First, multi-team KBs. A workspace with both a federal proposal team and a commercial proposal team often shares some content (company overview, certifications, financial data) and segregates other content (federal-specific past performance, commercial-specific pricing). Without per-block permissions, the segregation lives in a separate KB or in a side document. The segregation now lives in the KB itself, which means the team can stop maintaining parallel structures.

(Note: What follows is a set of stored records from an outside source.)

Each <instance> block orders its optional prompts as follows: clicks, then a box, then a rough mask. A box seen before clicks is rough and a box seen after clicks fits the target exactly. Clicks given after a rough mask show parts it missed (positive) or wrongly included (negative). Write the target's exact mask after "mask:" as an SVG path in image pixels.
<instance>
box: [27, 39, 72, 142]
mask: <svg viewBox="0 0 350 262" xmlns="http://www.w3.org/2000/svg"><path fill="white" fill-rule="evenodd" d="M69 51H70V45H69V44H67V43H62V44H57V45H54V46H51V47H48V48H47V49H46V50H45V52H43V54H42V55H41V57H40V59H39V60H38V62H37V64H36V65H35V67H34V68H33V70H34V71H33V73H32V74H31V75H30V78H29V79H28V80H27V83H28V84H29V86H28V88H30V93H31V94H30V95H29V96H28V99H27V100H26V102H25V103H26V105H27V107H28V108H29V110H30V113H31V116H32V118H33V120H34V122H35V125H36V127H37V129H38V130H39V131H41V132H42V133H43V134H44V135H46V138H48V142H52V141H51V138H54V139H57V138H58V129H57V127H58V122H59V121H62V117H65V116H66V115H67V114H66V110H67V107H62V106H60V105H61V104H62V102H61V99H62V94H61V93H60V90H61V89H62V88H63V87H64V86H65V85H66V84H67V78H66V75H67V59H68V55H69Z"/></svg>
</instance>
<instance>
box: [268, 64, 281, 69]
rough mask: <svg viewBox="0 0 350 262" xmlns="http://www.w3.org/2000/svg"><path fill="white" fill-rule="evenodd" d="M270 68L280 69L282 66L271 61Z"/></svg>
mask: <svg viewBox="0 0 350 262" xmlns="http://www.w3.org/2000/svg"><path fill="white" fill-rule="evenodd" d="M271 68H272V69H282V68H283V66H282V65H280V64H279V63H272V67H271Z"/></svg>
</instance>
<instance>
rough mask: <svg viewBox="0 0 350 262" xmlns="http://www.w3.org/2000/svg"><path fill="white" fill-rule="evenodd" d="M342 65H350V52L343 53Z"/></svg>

Second, security-sensitive content. Some KB content — internal architecture documents, draft compliance attestations, customer-specific addenda — should not be available for drafting against arbitrary prospect proposals. Per-block draft access lets a security or compliance owner mark blocks as draftable only against named accounts or projects. The block stays in the KB (so it remains discoverable by the right people) without being available as a source for the wrong proposal.
Audit trail
Every read of a permission-restricted block is logged. Every draft attempt that resolves a restricted block is logged. The Audit tab on a block shows who has accessed it, from which project, and whether the access produced a citation that landed in a final response. Audits are visible to workspace administrators by default and exportable as a CSV.
This is the kind of feature that doesn’t show up in a sales conversation and matters quite a lot when a customer’s compliance team asks for evidence of access controls. We built it because customers asked, and because it lines up with the audit trail we already maintain on content-block versioning — the versioning post from last week covers the version history side; this post covers the access side.
Migration
Existing blocks default to project-level visibility. Nothing changes for current customers without action. Workspace administrators who want to apply tighter policies to specific blocks can do so from the Permissions tab on each block, or in bulk from the Permissions section in workspace settings.
What’s next
Two related features are queued for the next month: project-level templated permission policies (so a new “Federal” project automatically inherits a defined block-permission template), and exportable audit reports tied to specific RFP responses (so a compliance reviewer can confirm exactly which blocks contributed to a shipped proposal).
Per-block permissions run on every existing block and every new block. There’s nothing to enable; the new tab is visible in the KB now.